The recontextualization effect started right outside the Hagia Eirene, with a small four-meter-long building by Michael Elmgreen and Ingar Dragset, from Denmark and Norway, respectively. This tilting structure (Powerless Structures, Fig. 222, Traces of a Never Existing History, 2001) seemed to be sliding into the earth, as if from an earthquake--or a terrorist attack. With a perfect, spare, rectilinear shape, this white building, illuminated at night by a glowing window, resembled a reduced version of a generic gallery or museum suddenly subjected to a cataclysm. Because of the way the structure tilted, the words "Contemporary Art" painted on the facade were shortened, ominously, to "Temporary Art."
Inside the Hagia Eirene, Mathieu Briand, from France, presented visitors with high-tech helmets that had small video cameras on top and visors that doubled as small screens. As you hesitantly walked through the exhibition wearing a helmet, you saw your own viewpoint on the screen, but when you clicked a button, your private view suddenly shifted to that of another person elsewhere in the building also wearing a helmet, then to someone else's, and so on. Incorporating touches of virtual reality and video-game hijinks, Briand's helmets were hilarious and attention-grabbing as they tapped into the ancient desire to see through another's eyes. You couldn't help wishing that a few of these devices could be sent posthaste to leaders in Washington and Kabul, who otherwise seemed wholly enamored of their own viewpoints.

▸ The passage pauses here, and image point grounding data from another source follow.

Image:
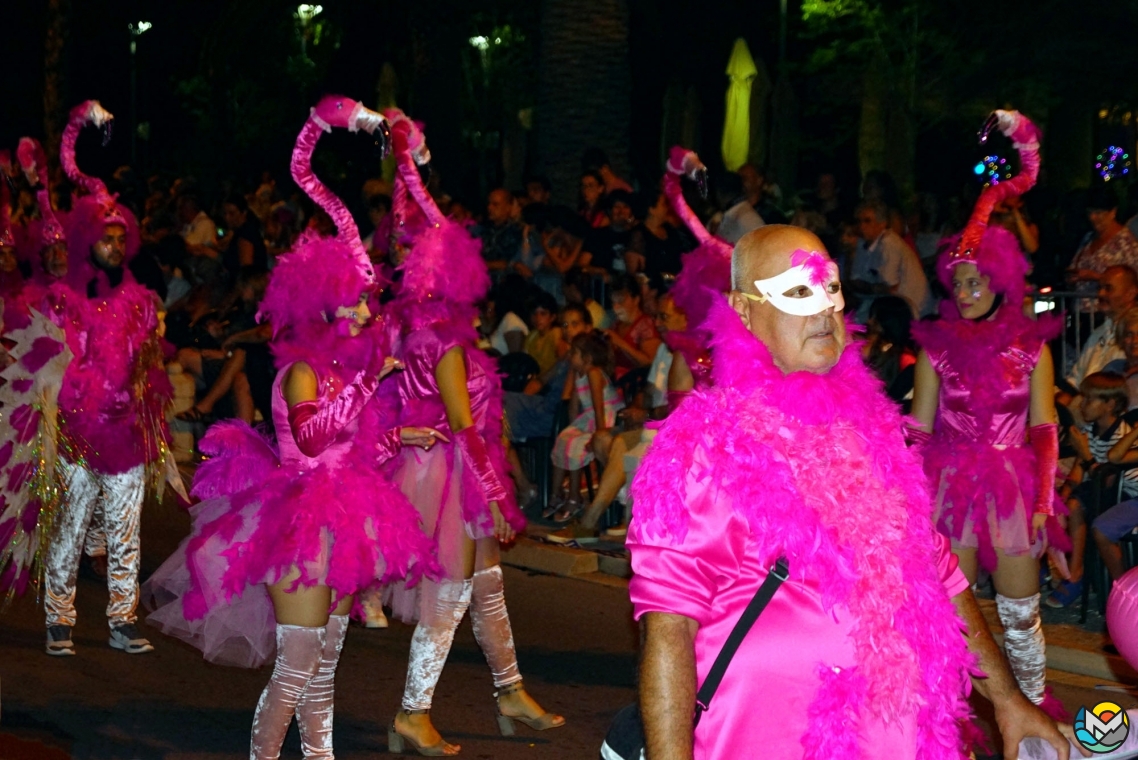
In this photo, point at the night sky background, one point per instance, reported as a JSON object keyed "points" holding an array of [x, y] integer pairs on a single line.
{"points": [[219, 88]]}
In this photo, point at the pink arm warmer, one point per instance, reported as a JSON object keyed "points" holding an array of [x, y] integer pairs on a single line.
{"points": [[476, 457], [1045, 443], [677, 164], [346, 230], [314, 429], [1025, 134], [388, 445], [81, 115]]}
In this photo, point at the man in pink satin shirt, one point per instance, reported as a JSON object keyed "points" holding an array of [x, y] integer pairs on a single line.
{"points": [[871, 646]]}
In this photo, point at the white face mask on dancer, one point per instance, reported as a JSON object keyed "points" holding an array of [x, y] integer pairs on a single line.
{"points": [[809, 287]]}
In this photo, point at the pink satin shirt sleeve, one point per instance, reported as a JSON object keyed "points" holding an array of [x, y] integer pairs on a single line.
{"points": [[684, 578], [948, 567]]}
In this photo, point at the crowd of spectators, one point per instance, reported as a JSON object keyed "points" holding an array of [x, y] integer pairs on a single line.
{"points": [[579, 305]]}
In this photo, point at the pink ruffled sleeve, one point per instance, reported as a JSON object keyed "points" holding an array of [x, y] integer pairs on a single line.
{"points": [[685, 577], [948, 568]]}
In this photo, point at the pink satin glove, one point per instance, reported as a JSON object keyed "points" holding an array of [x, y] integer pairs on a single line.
{"points": [[314, 429], [916, 438], [476, 457], [1045, 443], [675, 398]]}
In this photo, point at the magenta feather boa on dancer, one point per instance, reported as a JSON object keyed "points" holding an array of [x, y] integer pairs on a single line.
{"points": [[851, 518], [91, 214], [332, 517], [444, 277], [704, 274]]}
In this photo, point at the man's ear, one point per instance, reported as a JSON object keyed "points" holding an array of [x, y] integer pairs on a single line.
{"points": [[740, 303]]}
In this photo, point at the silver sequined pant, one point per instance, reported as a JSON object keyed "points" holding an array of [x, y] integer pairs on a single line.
{"points": [[118, 498]]}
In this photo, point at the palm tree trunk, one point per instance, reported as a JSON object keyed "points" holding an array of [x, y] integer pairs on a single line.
{"points": [[585, 92]]}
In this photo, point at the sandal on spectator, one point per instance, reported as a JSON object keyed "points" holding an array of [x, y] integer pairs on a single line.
{"points": [[569, 511], [194, 414], [1068, 592]]}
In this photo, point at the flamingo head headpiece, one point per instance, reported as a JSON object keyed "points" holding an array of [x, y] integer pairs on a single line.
{"points": [[995, 252], [7, 237], [34, 164]]}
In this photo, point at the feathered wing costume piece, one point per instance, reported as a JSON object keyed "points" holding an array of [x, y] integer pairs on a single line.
{"points": [[978, 459], [97, 209], [444, 277], [30, 489], [706, 272], [10, 237], [270, 507], [48, 230]]}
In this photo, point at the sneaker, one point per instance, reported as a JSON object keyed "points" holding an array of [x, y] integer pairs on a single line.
{"points": [[126, 638], [59, 643], [373, 614], [1068, 593]]}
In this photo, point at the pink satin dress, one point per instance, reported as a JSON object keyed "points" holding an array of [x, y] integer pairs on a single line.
{"points": [[979, 464], [334, 517], [763, 705]]}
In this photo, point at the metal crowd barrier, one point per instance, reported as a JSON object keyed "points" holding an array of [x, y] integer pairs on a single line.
{"points": [[1081, 315]]}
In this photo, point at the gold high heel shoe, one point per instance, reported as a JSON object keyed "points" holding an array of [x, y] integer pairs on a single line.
{"points": [[543, 721], [397, 742]]}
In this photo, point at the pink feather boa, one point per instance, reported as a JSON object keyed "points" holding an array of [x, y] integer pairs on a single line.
{"points": [[102, 418], [978, 469], [818, 468]]}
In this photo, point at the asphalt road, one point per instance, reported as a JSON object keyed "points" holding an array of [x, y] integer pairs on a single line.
{"points": [[577, 649], [576, 646]]}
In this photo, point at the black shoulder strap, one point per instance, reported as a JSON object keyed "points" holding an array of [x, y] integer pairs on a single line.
{"points": [[755, 608]]}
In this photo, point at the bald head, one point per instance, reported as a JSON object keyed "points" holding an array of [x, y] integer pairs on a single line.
{"points": [[810, 344], [766, 252], [1118, 290]]}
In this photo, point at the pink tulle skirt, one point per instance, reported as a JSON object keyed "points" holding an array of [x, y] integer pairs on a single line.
{"points": [[346, 528], [983, 497], [433, 481]]}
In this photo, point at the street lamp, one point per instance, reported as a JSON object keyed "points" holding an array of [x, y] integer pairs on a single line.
{"points": [[304, 15], [137, 31]]}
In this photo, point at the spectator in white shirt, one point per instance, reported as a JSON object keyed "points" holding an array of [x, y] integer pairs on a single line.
{"points": [[1118, 291]]}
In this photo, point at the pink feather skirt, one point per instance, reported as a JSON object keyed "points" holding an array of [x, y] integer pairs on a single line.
{"points": [[983, 498], [433, 481], [341, 527]]}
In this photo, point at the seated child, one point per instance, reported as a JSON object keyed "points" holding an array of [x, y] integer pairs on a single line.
{"points": [[1099, 442]]}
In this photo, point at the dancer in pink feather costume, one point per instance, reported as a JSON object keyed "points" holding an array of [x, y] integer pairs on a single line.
{"points": [[460, 487], [10, 279], [796, 452], [987, 424], [702, 280], [114, 394], [286, 536]]}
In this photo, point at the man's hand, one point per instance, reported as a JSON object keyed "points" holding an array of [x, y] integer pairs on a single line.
{"points": [[1017, 719], [1078, 438], [502, 529], [667, 691]]}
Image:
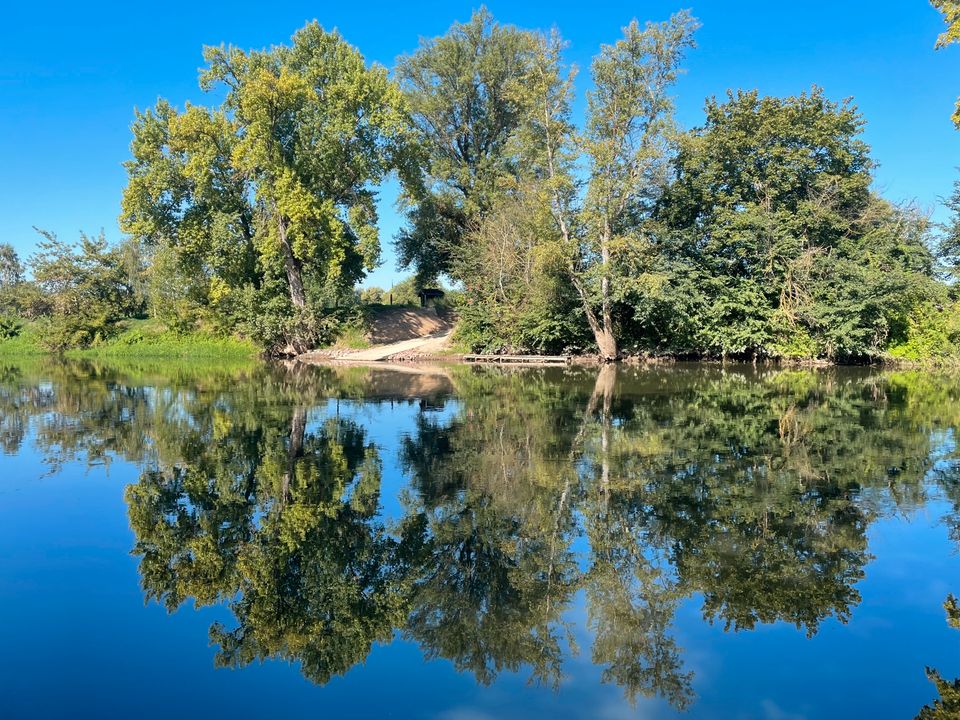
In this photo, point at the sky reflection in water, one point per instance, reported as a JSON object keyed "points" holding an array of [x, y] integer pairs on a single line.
{"points": [[469, 543]]}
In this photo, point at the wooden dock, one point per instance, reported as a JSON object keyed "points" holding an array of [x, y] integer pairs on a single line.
{"points": [[519, 359]]}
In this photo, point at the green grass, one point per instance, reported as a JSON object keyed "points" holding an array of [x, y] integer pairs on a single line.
{"points": [[140, 339]]}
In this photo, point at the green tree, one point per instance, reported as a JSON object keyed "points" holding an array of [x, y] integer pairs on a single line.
{"points": [[951, 15], [269, 199], [89, 287], [466, 98], [773, 241], [626, 145], [11, 268]]}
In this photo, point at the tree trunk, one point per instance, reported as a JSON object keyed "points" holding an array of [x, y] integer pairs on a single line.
{"points": [[602, 333], [606, 341], [293, 267]]}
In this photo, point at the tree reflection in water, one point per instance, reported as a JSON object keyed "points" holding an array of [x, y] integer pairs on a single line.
{"points": [[751, 489]]}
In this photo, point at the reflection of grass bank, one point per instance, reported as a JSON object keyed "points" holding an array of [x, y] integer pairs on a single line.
{"points": [[138, 339]]}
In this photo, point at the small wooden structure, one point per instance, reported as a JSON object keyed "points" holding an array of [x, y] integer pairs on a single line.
{"points": [[429, 297], [519, 359]]}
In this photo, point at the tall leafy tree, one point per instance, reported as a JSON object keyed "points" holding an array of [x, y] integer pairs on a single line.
{"points": [[273, 191], [774, 242], [625, 147], [465, 91]]}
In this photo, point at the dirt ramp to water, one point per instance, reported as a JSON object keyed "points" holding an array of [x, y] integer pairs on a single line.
{"points": [[397, 324]]}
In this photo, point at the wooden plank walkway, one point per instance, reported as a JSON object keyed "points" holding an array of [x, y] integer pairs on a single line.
{"points": [[519, 359]]}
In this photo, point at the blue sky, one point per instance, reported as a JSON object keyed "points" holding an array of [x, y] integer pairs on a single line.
{"points": [[71, 74]]}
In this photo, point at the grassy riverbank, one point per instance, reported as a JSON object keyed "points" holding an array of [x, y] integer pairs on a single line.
{"points": [[138, 339]]}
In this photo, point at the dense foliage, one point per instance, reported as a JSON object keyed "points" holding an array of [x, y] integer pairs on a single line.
{"points": [[756, 235]]}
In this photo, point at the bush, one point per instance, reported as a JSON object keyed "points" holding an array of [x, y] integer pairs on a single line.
{"points": [[10, 327]]}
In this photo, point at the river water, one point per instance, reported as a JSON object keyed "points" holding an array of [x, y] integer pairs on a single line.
{"points": [[464, 543]]}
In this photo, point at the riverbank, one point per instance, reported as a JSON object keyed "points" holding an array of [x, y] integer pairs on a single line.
{"points": [[138, 339]]}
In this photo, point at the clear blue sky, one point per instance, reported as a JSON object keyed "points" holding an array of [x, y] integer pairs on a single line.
{"points": [[71, 74]]}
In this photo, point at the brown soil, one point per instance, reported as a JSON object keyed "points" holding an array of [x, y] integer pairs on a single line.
{"points": [[397, 324]]}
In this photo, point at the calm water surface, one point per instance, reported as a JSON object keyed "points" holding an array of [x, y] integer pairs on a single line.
{"points": [[469, 543]]}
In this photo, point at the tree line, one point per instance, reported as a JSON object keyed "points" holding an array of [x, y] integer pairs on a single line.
{"points": [[757, 234]]}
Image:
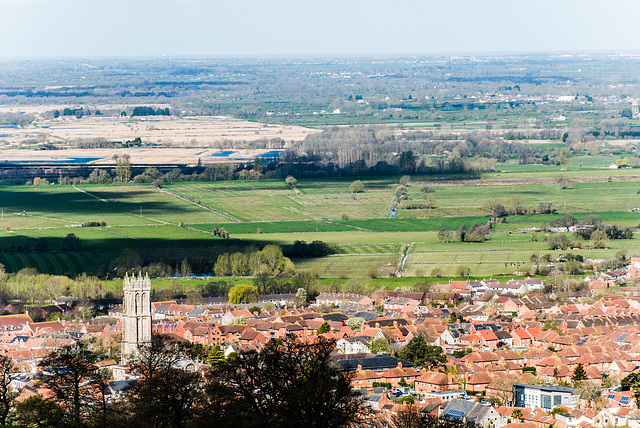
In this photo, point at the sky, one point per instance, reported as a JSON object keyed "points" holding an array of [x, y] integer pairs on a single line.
{"points": [[223, 28]]}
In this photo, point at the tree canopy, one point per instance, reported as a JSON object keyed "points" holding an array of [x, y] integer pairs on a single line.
{"points": [[423, 354]]}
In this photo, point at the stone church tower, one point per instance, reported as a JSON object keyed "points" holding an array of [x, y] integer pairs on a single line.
{"points": [[136, 315]]}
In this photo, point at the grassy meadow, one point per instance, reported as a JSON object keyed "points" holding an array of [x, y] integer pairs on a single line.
{"points": [[359, 235]]}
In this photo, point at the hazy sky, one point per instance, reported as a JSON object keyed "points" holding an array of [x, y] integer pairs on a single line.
{"points": [[81, 28]]}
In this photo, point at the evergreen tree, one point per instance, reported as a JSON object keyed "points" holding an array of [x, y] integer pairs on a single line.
{"points": [[578, 374]]}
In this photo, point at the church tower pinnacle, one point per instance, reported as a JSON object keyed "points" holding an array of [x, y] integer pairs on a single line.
{"points": [[136, 315]]}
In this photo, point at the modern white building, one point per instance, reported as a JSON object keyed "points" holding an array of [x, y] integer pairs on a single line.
{"points": [[546, 397]]}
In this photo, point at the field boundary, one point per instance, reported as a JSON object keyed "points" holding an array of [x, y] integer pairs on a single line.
{"points": [[200, 204], [90, 194]]}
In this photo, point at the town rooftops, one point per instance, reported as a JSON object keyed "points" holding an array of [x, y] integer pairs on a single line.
{"points": [[379, 362], [549, 388]]}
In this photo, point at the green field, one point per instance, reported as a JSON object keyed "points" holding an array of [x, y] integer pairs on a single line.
{"points": [[141, 217]]}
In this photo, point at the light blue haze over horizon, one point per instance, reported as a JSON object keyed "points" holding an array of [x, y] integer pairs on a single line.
{"points": [[222, 28]]}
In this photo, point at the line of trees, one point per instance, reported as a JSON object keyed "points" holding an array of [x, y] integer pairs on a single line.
{"points": [[286, 384]]}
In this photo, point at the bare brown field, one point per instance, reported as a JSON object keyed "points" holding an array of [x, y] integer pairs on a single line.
{"points": [[168, 131], [139, 155]]}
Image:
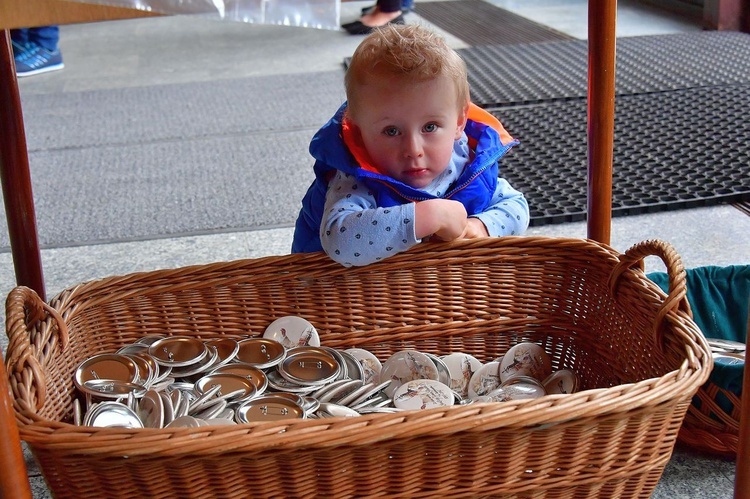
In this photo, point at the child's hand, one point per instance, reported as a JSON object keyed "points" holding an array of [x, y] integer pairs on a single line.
{"points": [[475, 228], [443, 219]]}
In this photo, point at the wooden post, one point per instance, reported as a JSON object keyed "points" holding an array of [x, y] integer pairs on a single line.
{"points": [[14, 479], [15, 176], [601, 116]]}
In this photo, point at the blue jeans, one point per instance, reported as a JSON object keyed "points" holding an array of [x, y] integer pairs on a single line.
{"points": [[45, 36]]}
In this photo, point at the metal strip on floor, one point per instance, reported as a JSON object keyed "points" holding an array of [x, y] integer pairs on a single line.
{"points": [[674, 150], [514, 74], [480, 23]]}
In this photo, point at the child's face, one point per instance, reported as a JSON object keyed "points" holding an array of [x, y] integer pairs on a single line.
{"points": [[409, 129]]}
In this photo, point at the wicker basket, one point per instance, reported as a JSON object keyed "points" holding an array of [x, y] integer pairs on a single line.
{"points": [[718, 296], [639, 354]]}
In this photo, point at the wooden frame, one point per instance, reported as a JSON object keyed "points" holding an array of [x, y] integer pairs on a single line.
{"points": [[17, 188]]}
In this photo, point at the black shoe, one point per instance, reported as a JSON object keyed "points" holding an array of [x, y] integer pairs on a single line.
{"points": [[368, 10], [357, 28]]}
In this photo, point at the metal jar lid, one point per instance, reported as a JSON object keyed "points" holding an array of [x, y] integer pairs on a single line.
{"points": [[178, 351], [260, 352], [226, 348], [112, 415], [240, 386], [561, 381], [269, 408], [309, 366], [423, 394], [256, 376], [109, 389], [113, 367]]}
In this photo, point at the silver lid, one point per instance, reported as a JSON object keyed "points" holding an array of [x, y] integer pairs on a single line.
{"points": [[233, 386], [256, 376], [260, 352], [112, 415], [269, 408], [111, 367], [178, 351], [309, 366]]}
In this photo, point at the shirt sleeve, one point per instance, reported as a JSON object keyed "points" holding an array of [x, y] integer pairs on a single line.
{"points": [[508, 213], [355, 231]]}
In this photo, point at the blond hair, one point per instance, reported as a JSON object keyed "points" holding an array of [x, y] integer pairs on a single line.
{"points": [[409, 52]]}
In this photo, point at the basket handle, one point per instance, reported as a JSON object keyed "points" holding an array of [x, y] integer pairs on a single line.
{"points": [[24, 309], [677, 296]]}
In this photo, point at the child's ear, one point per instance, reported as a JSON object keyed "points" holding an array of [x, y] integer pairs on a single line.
{"points": [[463, 115]]}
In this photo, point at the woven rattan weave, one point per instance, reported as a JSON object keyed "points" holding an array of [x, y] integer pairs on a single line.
{"points": [[639, 354]]}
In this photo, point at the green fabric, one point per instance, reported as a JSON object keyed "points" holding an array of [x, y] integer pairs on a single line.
{"points": [[719, 298]]}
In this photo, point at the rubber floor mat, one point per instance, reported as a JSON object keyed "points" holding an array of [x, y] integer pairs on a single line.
{"points": [[512, 74], [674, 150], [480, 23]]}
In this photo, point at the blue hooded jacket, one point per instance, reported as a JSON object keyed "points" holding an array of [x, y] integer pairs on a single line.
{"points": [[474, 188]]}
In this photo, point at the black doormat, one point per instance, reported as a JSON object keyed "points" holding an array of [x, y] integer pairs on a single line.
{"points": [[512, 74], [480, 23], [673, 150]]}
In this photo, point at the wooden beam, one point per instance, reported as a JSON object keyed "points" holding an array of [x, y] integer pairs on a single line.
{"points": [[30, 13], [601, 117], [15, 177]]}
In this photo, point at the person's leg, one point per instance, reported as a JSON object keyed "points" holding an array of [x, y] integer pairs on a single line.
{"points": [[386, 11], [37, 52], [45, 36], [406, 7]]}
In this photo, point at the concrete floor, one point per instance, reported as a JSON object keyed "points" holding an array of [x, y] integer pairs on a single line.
{"points": [[187, 49]]}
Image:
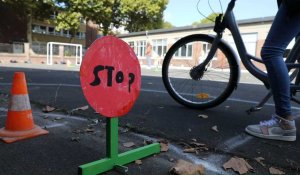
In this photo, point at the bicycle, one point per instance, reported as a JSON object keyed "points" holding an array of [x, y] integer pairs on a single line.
{"points": [[189, 82]]}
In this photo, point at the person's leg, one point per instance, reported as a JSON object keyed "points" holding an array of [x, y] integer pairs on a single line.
{"points": [[284, 28]]}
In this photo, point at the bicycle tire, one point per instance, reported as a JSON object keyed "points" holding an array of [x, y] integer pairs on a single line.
{"points": [[198, 94]]}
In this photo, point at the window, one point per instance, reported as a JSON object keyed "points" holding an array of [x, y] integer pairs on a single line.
{"points": [[131, 44], [39, 48], [43, 29], [36, 29], [159, 46], [141, 48], [66, 33], [80, 35], [51, 30], [185, 51]]}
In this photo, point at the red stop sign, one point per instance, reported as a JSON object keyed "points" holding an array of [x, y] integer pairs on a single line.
{"points": [[110, 76]]}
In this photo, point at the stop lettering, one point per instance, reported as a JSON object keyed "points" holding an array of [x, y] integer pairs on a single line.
{"points": [[110, 76]]}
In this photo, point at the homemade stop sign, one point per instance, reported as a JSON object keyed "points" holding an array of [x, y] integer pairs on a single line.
{"points": [[110, 76]]}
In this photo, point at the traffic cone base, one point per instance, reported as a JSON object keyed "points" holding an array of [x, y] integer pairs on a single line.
{"points": [[19, 124], [12, 136]]}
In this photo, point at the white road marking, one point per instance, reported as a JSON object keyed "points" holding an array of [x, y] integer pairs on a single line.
{"points": [[210, 165], [55, 125], [145, 90]]}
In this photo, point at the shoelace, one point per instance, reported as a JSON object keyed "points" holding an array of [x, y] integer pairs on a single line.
{"points": [[270, 122]]}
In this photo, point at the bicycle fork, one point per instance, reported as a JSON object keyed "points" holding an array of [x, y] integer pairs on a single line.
{"points": [[197, 72]]}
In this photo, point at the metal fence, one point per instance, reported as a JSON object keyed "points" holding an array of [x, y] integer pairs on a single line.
{"points": [[12, 48]]}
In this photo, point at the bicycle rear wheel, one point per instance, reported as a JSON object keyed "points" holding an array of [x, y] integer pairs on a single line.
{"points": [[219, 78]]}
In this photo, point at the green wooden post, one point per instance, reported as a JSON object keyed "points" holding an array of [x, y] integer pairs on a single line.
{"points": [[114, 159]]}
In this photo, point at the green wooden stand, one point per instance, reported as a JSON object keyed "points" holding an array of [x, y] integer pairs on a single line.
{"points": [[115, 160]]}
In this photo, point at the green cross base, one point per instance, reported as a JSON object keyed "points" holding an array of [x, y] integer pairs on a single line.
{"points": [[115, 160]]}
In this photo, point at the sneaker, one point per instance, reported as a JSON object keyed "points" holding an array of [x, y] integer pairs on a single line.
{"points": [[276, 128]]}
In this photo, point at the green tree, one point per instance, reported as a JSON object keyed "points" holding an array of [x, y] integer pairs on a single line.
{"points": [[105, 13], [38, 9], [68, 21], [167, 25], [139, 15], [210, 19]]}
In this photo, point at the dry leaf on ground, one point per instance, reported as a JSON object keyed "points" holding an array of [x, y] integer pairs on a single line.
{"points": [[48, 109], [138, 162], [260, 160], [164, 147], [215, 128], [203, 116], [239, 165], [128, 144], [190, 150], [273, 170], [183, 167], [83, 108]]}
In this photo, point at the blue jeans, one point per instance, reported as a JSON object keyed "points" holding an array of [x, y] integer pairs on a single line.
{"points": [[284, 28]]}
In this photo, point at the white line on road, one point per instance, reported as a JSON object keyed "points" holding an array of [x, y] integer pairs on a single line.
{"points": [[212, 167], [55, 125], [144, 90]]}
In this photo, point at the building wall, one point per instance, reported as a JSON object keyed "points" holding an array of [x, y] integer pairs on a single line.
{"points": [[254, 33]]}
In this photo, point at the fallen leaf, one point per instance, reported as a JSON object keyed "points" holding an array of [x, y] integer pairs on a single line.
{"points": [[194, 140], [138, 162], [48, 109], [164, 147], [83, 108], [189, 150], [260, 160], [123, 130], [203, 116], [89, 130], [128, 144], [183, 167], [202, 96], [196, 144], [58, 118], [215, 128], [75, 139], [273, 170], [171, 159], [239, 165]]}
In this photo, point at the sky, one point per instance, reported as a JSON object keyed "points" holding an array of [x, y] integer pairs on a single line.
{"points": [[184, 12]]}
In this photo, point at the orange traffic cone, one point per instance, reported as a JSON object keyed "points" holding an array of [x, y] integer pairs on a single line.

In a similar vein, Japanese artist Kazuhiko Hachiya's Centrifuge (2001) was a walk-in chamber lined with video cameras. At the center of the room were two pairs of binocularlike viewing devices. Between them was a small circular gadget that visitors could blow on to start it rotating. This activated the cameras, and, by looking through one of the viewers, visitors could see themselves and their Centrifuge companions from rapidly changing perspectives: above, sideways and below. This suddenly decentered, endlessly shifting view of oneself and an "other" effectively personalized a kind of global anxiety. Nearby, there was a haunting animated video (Two Minutes out of Time, 2000) by Pierre Huyghe, from France, in which a Japanese cartoon character named Ann Lee comes into being, reflects on her life with wonder and, presumably, dies, all in the space of two minutes. This stock figure was originally destined to have a brief life as a minor character in a couple of comic books before being tossed on the scrap heap. Huyghe and Philippe Parreno (also in the show) purchased the rights to her, and have featured her in their own works. Dominique Gonzalez-Foerster, a third French artist participating in this novel project, also contributed an impressive Ann Lee video to this exhibition.